Alice has a function $f: [0,1]\rightarrow [0,1]$ that is piecewise continuous. Bob wants to approximate $f$, but can only get $N$ bits of information. How good can his approximation $\hat{f}$ be?
The question needs some refinement since the answer may depend on the protocol: In case 1 Bob asks $N$ yes/no questions about $f$ to Alice she answers truthfully, in case 2 he only gets to ask about function values and get yes/no answers back (e.g. "Is $f(0.3)>0.5$?), and in case 3 Alice gives Bob $N$ bits of information for yes/no questions of her choosing.
We also need to settle on how to measure the fit; a reasonable choice may be to use the norm $\int_0^1 |f(x)-\hat{f}(x)|dx$ but I am open for alternatives.

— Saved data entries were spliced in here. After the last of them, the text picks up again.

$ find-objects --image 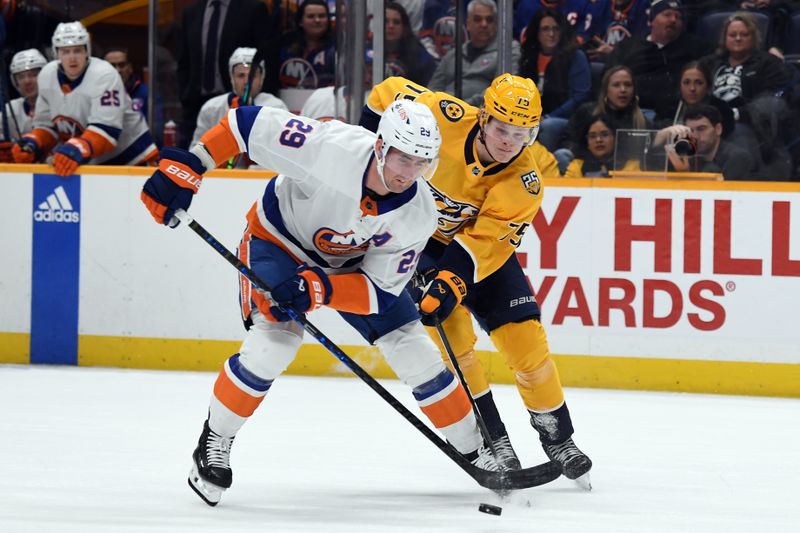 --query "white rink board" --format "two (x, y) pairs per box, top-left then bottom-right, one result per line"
(2, 168), (799, 364)
(521, 186), (800, 362)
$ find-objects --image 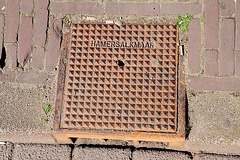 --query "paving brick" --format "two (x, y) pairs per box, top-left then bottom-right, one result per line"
(219, 19), (235, 75)
(6, 44), (17, 68)
(20, 0), (33, 14)
(187, 77), (240, 91)
(106, 3), (159, 16)
(0, 14), (4, 59)
(219, 0), (235, 16)
(46, 18), (62, 71)
(236, 0), (240, 49)
(18, 16), (33, 63)
(0, 82), (57, 136)
(32, 47), (45, 70)
(5, 0), (19, 43)
(16, 71), (48, 84)
(187, 92), (240, 154)
(0, 143), (13, 160)
(236, 50), (240, 76)
(204, 0), (219, 49)
(12, 144), (71, 160)
(188, 18), (201, 73)
(51, 2), (104, 15)
(32, 0), (49, 46)
(162, 0), (175, 2)
(133, 149), (191, 160)
(0, 0), (5, 12)
(73, 146), (131, 160)
(0, 135), (57, 144)
(194, 153), (240, 160)
(0, 71), (15, 82)
(160, 3), (201, 15)
(204, 50), (218, 76)
(35, 0), (49, 10)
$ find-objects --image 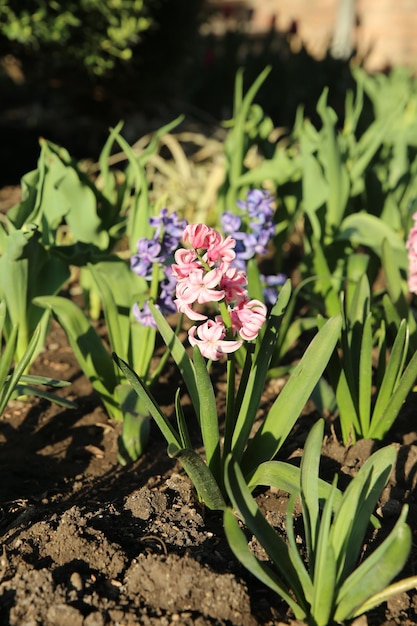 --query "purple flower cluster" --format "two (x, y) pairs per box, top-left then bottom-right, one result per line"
(220, 189), (285, 306)
(261, 272), (287, 306)
(131, 208), (187, 327)
(221, 189), (276, 270)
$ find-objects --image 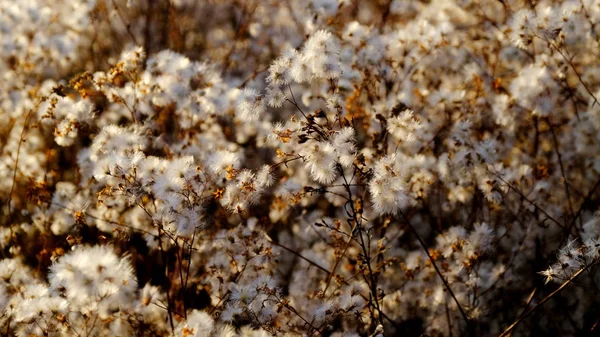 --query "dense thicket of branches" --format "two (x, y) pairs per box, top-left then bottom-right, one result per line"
(1, 1), (600, 336)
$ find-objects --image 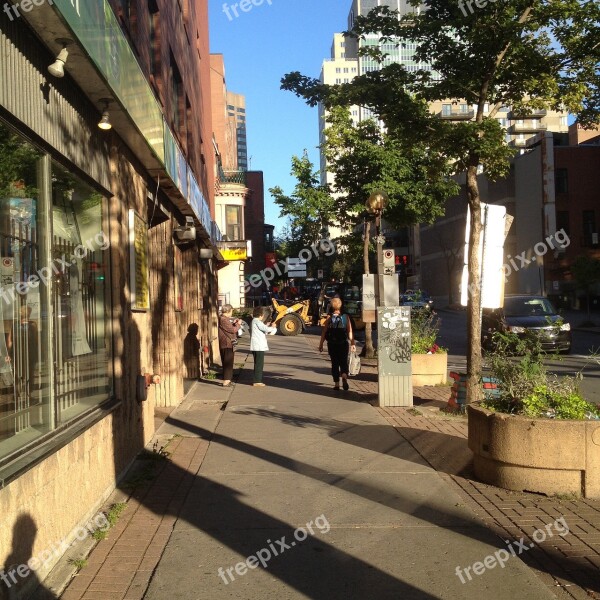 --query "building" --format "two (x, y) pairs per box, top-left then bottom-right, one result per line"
(0, 0), (221, 595)
(227, 92), (248, 171)
(318, 33), (359, 186)
(420, 130), (600, 307)
(210, 55), (267, 309)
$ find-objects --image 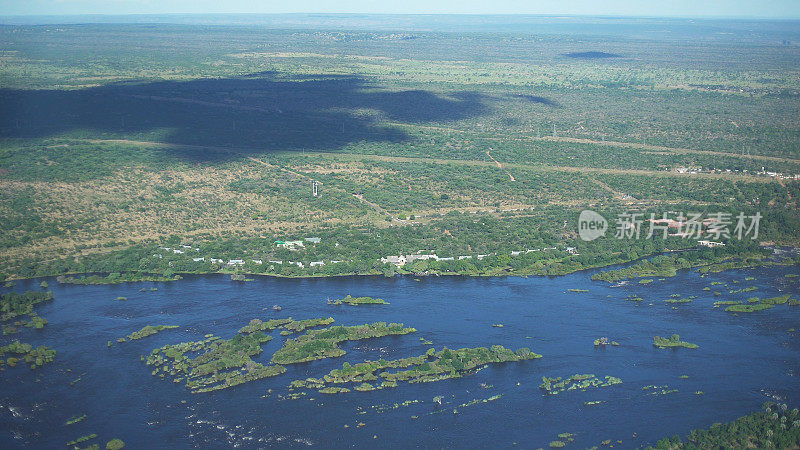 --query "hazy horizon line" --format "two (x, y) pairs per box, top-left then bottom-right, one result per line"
(2, 12), (800, 21)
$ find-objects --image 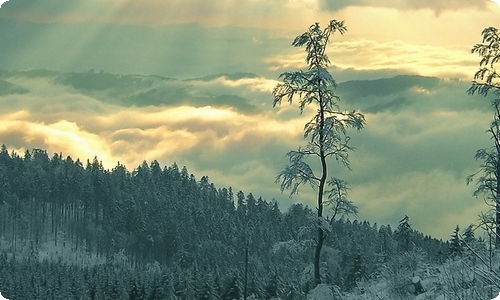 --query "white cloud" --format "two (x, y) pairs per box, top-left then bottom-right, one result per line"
(0, 72), (307, 171)
(0, 64), (493, 240)
(267, 39), (478, 79)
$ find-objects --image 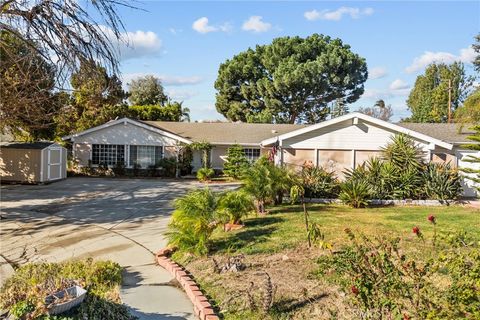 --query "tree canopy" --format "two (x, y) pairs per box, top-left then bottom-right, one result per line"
(455, 88), (480, 124)
(406, 62), (474, 123)
(0, 31), (59, 140)
(214, 34), (368, 124)
(128, 75), (168, 106)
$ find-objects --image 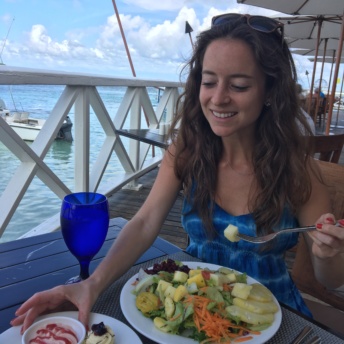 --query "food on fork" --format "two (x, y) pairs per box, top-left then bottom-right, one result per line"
(84, 322), (115, 344)
(224, 224), (240, 242)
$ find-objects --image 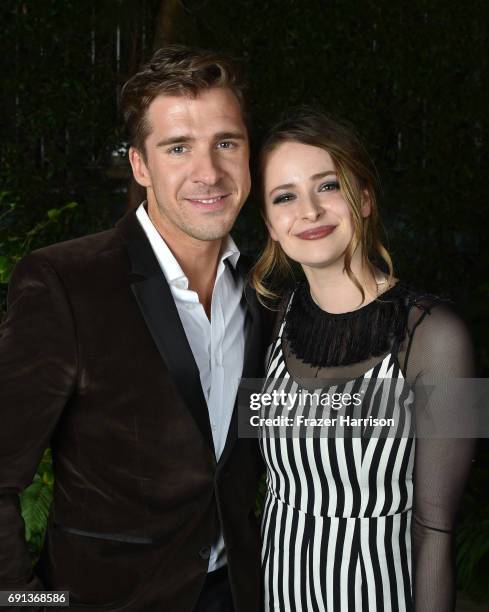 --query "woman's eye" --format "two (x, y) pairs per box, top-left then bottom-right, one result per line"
(272, 193), (295, 204)
(319, 181), (340, 192)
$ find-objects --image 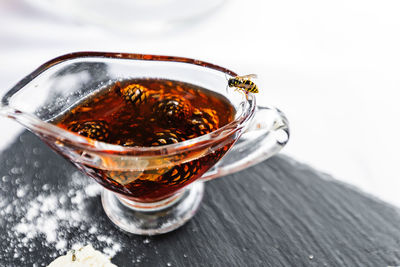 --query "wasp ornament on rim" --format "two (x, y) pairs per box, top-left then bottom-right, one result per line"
(228, 74), (259, 94)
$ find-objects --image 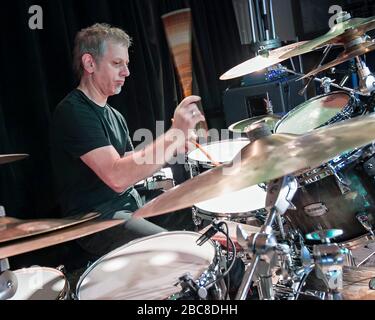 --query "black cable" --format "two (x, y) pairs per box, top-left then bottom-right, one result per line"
(204, 223), (237, 292)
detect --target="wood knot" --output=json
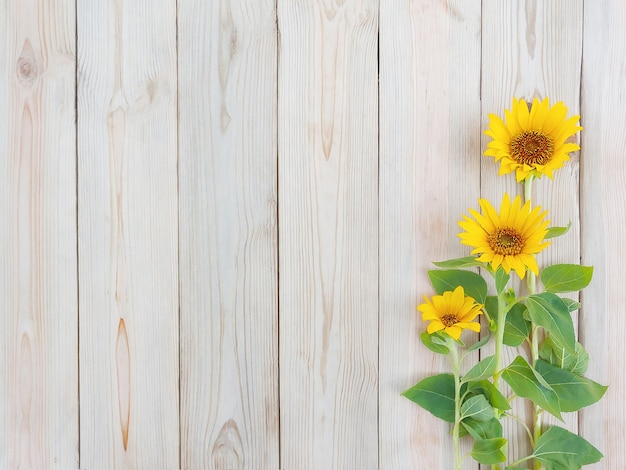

One upper bound on the approximation in case 2 is if Bob asks $N=M^2$ questions that fill in a binary grid: "Is $f(i/M))\leq j/(M+1)$?" (for $i,j$ from 1 to $M$). This produces a piecewise constant approximation where the total error is maximally 1 for wildly varying functions: not so good. In this case just assuming $\hat{f}(x)=1/2$ is better.
For "nice" functions that do not vary wildly the total error will be $\approx 1/2M$. There Bob can ask $M$ questions to do interval halving for the best approximation in $[j/(M+1),(j+1)/(M+1)]$, arriving at a total error scaling as $2^{-M}$: much better.
In case 3, if Alice is feeling unhelpful, she will just tell Bob approximations to one single value $x^*$ and Bob's $\hat{f}$ will presumably have to be just $\hat{f}(x)=1/2, x\neq x^*$ and $f(x^*)$ otherwise. The error will be 1/2. But if she is helpful she might use the algorithm in (Konno & Kuno 1988) or something like it to give approximations to an optimal answer. I am however uncertain of what bounds on how good the answer would be.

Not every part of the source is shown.